Tonight I gave in and binged. I haven’t binged and purged for a month so it is sad but inevitable at the same time. I came home from ballet starving and exhausted; what’s new? Things at work are so bad right now that I am thinking of resigning and the stress is making me feel unwell. I have had a migraine every day for a week and all I want to do is eat my feelings of frustration, despair and resentment. I did just that tonight.
My boyfriend took me out for Thai food and I grumbled about work for an hour while I stuffed my face with coconut rice, tofu and vegetables. When I had finished my rice, I took my boyfriend’s unfinished bowl and inhaled it. He didn’t say anything but he knew that behaviour was odd. I didn’t make a conscious decision to lose it and binge, but at some point I realized I was dishing up my fourth helping of food and I was too far gone to stop.

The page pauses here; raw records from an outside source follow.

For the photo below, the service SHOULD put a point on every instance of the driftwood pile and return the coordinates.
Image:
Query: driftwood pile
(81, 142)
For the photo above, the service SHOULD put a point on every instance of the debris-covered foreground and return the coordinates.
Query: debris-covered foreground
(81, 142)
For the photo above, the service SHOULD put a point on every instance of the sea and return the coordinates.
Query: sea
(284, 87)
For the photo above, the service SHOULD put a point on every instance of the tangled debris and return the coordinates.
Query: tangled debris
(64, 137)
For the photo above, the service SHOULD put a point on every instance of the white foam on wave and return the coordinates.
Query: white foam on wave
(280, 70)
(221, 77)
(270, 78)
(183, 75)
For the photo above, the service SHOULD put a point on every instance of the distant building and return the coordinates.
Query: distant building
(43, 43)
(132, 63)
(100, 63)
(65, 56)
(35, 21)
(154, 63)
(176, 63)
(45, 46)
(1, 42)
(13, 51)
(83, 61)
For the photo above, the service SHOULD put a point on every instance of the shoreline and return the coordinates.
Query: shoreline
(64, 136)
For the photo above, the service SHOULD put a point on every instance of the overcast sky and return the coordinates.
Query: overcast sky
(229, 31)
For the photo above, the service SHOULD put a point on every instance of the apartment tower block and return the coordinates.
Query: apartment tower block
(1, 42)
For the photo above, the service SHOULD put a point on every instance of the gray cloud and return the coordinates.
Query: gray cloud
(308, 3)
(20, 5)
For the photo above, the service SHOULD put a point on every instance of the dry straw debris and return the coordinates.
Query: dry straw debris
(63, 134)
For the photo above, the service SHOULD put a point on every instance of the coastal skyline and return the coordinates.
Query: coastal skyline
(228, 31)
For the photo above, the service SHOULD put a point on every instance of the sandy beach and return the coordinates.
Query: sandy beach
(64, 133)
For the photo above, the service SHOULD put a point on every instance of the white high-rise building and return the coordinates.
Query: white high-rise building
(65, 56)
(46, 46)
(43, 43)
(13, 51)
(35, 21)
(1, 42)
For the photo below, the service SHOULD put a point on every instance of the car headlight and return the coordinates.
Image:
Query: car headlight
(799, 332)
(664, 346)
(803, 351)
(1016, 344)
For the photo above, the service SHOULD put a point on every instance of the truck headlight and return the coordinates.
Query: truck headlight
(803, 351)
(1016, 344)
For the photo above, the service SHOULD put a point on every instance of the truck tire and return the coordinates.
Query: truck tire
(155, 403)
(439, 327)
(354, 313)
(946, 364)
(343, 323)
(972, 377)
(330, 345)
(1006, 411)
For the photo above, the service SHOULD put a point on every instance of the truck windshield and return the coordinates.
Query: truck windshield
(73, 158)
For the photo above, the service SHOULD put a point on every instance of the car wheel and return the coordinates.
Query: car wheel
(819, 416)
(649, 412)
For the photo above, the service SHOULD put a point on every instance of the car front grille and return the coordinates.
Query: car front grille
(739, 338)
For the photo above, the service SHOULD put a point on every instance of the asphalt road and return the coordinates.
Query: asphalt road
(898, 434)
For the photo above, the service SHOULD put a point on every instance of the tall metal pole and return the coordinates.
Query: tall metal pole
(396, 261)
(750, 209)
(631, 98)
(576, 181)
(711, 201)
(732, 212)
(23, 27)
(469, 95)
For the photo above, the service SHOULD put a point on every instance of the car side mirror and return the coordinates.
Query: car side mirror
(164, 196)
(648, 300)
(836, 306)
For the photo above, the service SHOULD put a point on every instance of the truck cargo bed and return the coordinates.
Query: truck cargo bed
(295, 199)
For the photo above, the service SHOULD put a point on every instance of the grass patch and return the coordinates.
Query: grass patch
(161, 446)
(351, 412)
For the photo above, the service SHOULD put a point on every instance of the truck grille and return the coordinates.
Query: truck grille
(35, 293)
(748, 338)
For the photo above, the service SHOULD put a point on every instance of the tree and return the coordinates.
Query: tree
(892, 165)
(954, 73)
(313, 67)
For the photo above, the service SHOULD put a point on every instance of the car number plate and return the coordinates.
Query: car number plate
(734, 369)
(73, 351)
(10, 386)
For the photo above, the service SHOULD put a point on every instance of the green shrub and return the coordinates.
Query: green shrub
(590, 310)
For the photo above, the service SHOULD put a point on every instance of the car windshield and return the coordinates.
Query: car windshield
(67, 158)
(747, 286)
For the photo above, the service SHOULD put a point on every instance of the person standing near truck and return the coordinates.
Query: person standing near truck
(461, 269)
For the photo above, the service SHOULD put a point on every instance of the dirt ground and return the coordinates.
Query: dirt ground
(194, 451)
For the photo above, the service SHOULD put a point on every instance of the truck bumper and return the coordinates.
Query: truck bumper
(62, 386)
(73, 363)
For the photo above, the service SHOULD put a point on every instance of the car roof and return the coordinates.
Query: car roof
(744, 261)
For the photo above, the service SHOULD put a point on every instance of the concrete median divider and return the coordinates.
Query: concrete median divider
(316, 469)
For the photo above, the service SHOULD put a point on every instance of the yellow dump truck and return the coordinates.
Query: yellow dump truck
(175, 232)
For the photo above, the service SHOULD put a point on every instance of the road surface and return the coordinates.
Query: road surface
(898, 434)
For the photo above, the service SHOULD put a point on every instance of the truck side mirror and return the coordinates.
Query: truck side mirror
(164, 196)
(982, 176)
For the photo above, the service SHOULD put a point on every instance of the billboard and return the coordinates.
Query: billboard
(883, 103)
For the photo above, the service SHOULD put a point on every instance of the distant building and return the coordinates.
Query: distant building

Now I’m sitting at home with a bowl of ice cream and Baileys. There is only one place that this is going to end and that is with me throwing up because I couldn’t sit here and accept that I have overeaten and just live with it. I won’t give up over this slip up though. Instead, I will try tomorrow to get back on track as if it never happened rather than letting it be my ticket to a binge-purge-starve cycle. I know I will feel horrible tomorrow, both physically and mentally. Perhaps that will be enough to spur me back to ‘healthy’ eating for another month.